Simalungun (SIB)- CU (Credit Union) yang berada di bawah naungan CU Cinta Mulia Pematangsiantar mengharapkan kemandirian untuk mengelola keuangan sesuai kemandirian masing – masing. Karena, selama ini keuangan antara CU Cinta Mulia Pematangsiantar dengan cu jajarannya adalah satu keuangan atau disebut keuangan subsidi silang. Dengan demikian, CU di jajaran CU Cinta Mulia Pematangsiantar tetap dapat beroperasi secara maksimal melayani anggota.
Harapan itu disampaikan Hernando Sinaga AMd salah selaku Kepala Cabang CU Cinta Mulia Cabang Tanah Jawa dan Hutabayu Raja kepada SIB, Senin (27/1) di ruang kerjanya menanggapi terjadinya kekosongan keuangan di CU Cinta Mulia Pematangsiantar yang mengakibatkan seribuan anggota unjuk rasa. “Biarlah masing– masing cabang memposisikan diri dengan kemandirian masing– masing sehingga tetap beroperasional melayani anggota,†ujarnya seraya enggan berkomentar lebih jauh mana masalah yang terjadi di CU Cinta Mulia Pematangsiantar.
Dikatakan, CU Cinta Mulia Pematangsiantar memiliki 14 CU cabang yang tersebar di Siantar – Simalungun.
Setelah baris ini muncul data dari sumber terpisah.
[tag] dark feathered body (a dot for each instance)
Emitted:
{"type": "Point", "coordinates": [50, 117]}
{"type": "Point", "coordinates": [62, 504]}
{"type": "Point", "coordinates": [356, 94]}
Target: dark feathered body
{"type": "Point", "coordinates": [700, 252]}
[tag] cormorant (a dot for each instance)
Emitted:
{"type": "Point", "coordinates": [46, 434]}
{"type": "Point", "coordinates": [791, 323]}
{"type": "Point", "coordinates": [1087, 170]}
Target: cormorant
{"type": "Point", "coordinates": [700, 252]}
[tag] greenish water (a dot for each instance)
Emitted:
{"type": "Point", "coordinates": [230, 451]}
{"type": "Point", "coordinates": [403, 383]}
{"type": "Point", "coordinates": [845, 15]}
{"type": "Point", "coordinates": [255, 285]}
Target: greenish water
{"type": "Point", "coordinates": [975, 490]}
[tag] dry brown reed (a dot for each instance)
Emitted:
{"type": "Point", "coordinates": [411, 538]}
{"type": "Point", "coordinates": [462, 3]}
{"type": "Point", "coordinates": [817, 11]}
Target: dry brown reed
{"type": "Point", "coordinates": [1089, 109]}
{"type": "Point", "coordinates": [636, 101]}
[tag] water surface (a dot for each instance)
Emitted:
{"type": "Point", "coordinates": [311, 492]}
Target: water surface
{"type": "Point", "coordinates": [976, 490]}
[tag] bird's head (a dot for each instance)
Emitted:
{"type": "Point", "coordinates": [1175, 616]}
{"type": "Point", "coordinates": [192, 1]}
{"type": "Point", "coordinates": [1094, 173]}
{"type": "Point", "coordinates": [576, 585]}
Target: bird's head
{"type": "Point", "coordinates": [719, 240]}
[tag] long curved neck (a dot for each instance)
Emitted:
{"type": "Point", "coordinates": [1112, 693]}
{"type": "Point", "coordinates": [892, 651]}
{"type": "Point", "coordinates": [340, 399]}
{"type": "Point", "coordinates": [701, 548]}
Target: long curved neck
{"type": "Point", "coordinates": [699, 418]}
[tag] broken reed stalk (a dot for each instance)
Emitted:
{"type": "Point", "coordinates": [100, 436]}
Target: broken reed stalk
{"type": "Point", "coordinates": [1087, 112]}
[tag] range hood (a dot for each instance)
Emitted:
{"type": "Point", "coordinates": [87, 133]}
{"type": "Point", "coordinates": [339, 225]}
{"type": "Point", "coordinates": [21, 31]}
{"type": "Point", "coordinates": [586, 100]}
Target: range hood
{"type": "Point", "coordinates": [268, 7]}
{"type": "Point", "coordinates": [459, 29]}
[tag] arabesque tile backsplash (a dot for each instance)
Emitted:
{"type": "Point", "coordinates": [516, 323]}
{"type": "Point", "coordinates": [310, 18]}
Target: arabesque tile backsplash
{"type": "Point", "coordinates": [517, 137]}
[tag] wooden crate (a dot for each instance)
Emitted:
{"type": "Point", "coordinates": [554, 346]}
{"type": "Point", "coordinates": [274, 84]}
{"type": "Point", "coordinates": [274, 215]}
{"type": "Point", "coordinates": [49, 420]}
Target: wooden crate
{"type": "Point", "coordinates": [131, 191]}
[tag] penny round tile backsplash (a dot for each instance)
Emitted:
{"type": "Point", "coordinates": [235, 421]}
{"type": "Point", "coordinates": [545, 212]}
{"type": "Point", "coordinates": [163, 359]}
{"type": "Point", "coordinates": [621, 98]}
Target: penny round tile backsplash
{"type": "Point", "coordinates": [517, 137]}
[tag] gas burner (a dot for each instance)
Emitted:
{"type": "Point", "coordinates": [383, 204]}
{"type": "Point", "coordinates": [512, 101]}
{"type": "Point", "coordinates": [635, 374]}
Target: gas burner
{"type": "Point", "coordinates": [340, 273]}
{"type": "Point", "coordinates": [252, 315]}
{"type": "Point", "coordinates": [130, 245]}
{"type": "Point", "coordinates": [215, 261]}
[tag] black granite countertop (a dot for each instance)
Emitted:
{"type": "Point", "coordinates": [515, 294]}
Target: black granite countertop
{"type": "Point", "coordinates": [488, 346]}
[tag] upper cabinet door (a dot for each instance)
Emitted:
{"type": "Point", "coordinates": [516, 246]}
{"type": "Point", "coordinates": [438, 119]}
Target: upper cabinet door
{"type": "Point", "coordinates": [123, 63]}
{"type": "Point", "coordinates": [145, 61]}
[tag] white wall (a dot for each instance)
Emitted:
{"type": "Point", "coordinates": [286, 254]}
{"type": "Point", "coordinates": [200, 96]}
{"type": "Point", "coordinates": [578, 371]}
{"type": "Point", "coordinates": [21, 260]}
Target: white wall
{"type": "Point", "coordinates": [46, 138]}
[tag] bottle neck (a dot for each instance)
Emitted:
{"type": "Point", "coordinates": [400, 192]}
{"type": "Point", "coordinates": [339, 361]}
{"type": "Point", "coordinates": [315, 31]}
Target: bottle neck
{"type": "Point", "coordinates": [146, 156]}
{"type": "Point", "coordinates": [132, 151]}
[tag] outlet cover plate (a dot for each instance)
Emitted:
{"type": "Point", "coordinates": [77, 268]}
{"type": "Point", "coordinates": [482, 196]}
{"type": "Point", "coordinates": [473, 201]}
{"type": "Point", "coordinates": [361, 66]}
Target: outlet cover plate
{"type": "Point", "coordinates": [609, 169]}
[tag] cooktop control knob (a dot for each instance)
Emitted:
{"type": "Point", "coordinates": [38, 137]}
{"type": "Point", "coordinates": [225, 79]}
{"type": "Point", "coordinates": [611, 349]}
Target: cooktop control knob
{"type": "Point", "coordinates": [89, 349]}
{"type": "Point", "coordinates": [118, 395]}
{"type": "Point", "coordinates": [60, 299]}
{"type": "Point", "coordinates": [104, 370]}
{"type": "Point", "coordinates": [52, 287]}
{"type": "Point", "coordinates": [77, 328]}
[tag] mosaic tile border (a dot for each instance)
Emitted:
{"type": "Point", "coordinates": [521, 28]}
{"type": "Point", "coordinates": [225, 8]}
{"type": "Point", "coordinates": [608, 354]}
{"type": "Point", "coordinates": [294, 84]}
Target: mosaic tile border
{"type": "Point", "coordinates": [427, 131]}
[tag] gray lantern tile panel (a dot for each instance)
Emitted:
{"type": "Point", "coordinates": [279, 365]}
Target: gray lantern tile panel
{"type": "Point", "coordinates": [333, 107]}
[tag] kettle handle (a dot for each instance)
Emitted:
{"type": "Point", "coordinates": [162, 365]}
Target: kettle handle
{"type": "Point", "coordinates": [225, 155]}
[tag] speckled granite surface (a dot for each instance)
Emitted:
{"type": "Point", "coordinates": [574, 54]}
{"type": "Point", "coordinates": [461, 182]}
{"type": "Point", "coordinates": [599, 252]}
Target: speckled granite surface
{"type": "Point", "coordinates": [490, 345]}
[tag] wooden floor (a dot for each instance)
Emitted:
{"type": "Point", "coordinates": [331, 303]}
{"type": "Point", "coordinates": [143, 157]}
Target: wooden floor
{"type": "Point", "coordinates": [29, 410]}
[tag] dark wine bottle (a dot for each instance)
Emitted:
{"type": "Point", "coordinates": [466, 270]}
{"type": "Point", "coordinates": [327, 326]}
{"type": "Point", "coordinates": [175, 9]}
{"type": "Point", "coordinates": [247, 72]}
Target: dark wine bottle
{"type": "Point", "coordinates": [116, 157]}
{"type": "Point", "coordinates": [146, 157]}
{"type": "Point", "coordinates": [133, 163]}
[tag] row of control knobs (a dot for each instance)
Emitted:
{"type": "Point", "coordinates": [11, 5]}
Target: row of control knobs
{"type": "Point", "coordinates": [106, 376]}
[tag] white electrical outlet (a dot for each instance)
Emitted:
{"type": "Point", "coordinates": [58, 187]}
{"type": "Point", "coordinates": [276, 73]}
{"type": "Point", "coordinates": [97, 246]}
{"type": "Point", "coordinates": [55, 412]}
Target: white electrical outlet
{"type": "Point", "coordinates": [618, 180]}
Ketika disinggung apa upaya – upaya yang dilakukan di CU Cinta Mulia Cabang Tanah Jawa dan Hutabayu Raja agar tidak terjadi seperti CU Cinta Mulia, Hernando mengatakan, telah menempuh beberapa langkah–langkah. Adapun langkah yang dilakukan adalah setiap staf management internal melakukan pekerjaan sesuai dengan SOP (Sistim Operasional Perusahaan) yang ada. Mensosialisasikan kepada anggota jangan karena isu anggota tidak mau atau enggan untuk melaksanakan kewajibannya. Berupaya membantu keuangan CU Cinta Mulia dengan terlebih dahulu merealisasi dividen anggota untuk TB (Tahun Buku) 2013. Menindaklanjuti hasil audit kredit macet atau tertunggak kepada anggota.
Dirinya berharap, agar CU Cinta Mulia Pematangsiantar dengan BK3D (Badan Koordinasi Kredit Koperasi Daerah) Sumatera Utara untuk bergandeng tangan membantu penyelesaian CU Cinta Mulia dengan memberikan suntikan dana. Sehingga nama baik CU Cinta Mulia kembali pulih.
Salurkan Dana Rp 10 Milyar Terpisah, terkait harapan kepala cabang cu itu, Kepala BK3D Sumatera Utara Drs PM Sitanggang mengatakan, di dalam BK3D Sumatera Utara tidak ada istilah suntikan dana melainkan pemberian silang pinjam daerah antara cu di wilayah Sumatera Utara. Untuk periode April – September 2013, BK3D Sumatera Utara telah menyalurkan pinjaman dana kepada CU Cinta Mulia Pematangsiantar sebesar Rp 10 milyar.
Ia menghimbau agar CU di jajaran CU Cinta Mulia Pematangsiantar untuk menekan angka kredit macet hingga dibawah angka 5 persen. Dengan angka demikian, operasional cu tersebut tetap sehat. Tetapi, jika angka itu sudah melewati angka diatas 5 persen, cu itu dipastikan akan kolaps. Sebab, kolapsnya suatu cu diawali dengan tingginya kredit macet.